Deer Lake quilted wallhanging

Dream Harbor Wallhanging

Then in California I started several projects.  From Lytle Creek, I took many pictures and came up with this.
 Since I took this picture, I have added striping on the road (white fog lines, and center double yellow line), but it is still not completed.  It is fun though, and even in this incomplete stage, it makes me happy to look at.  I started a similar wallhanging showing Morongo Canyon, with a walking trail and large tree in the center.

I also started a wallhanging based on a picture my grandson sent me of a bonfire on their property.  This one really excites me, and I do hope to have that finished soon.

Another project is a color study, which seems to be part of a series I have been doing using pieced curves.  I saw a wall painted several shades of orange with black silhouettes on it.  I wasn't struck by the picture, but I did like the color scheme.  So I went to a local CA fabric shop and got three oraange fat quarters, dark orande, medium orange, and beigy orange.  In the original the last was beige with just a hint of yellow.  Then I combined these with pieced curves, and came up with something I really like.

I wish I could show it to you.  I saw the picture earlier, but have looked and looked and it has dropped off the face of the earth, or at lease, out of the Pictures file.  It's probably only a temporary condition, and it will reappear when it is good and ready.  Meanwhile, I am going to actually DO some sewing, not just blog about it.  I'll have to post pictures later.

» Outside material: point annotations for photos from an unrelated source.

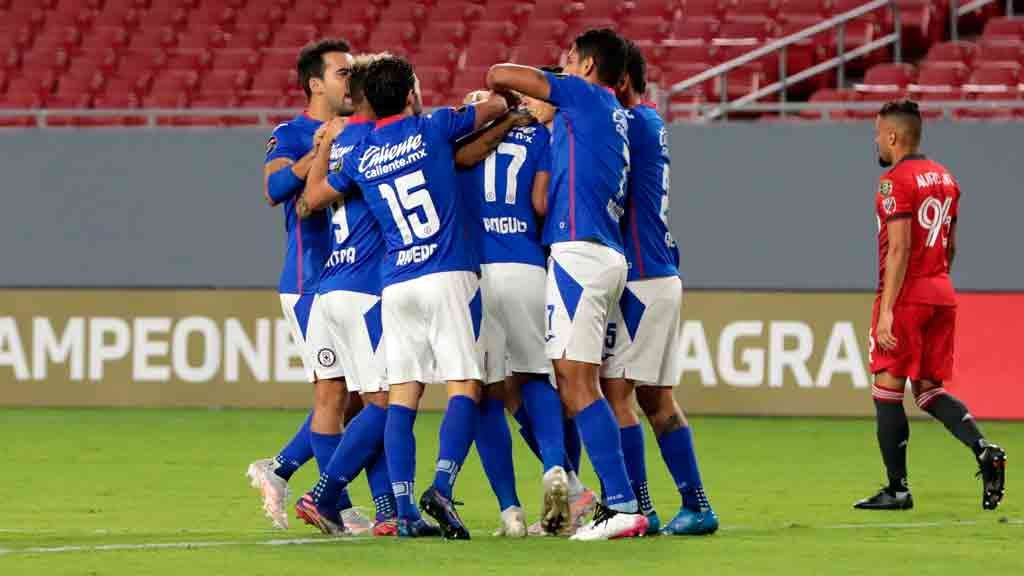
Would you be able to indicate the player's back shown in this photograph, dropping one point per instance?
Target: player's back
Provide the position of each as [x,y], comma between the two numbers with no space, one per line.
[501,188]
[307,245]
[356,243]
[926,193]
[650,249]
[406,167]
[590,164]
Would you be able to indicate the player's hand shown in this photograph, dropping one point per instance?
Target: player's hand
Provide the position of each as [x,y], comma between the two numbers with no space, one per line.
[884,331]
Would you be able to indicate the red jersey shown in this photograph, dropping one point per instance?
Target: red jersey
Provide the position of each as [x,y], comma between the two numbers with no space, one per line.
[927,194]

Hope that is okay with you, and I hope you are doing things you really like to do, and not just reading blogs (unless that is a favorite activity of yours).

Monday, January 23, 2012

Still working on them

I am still working on small projects.  Can't even remember whether or not I have put the last bits on the list.  I just almost completed a small (14 by 16 inch) quilt top of Ramona Canyon.  Main fabrics all sewn together.  Ready to square up and add some applique or embroidery details.  Have another two ideas in the hopper, but haven't got to them yet.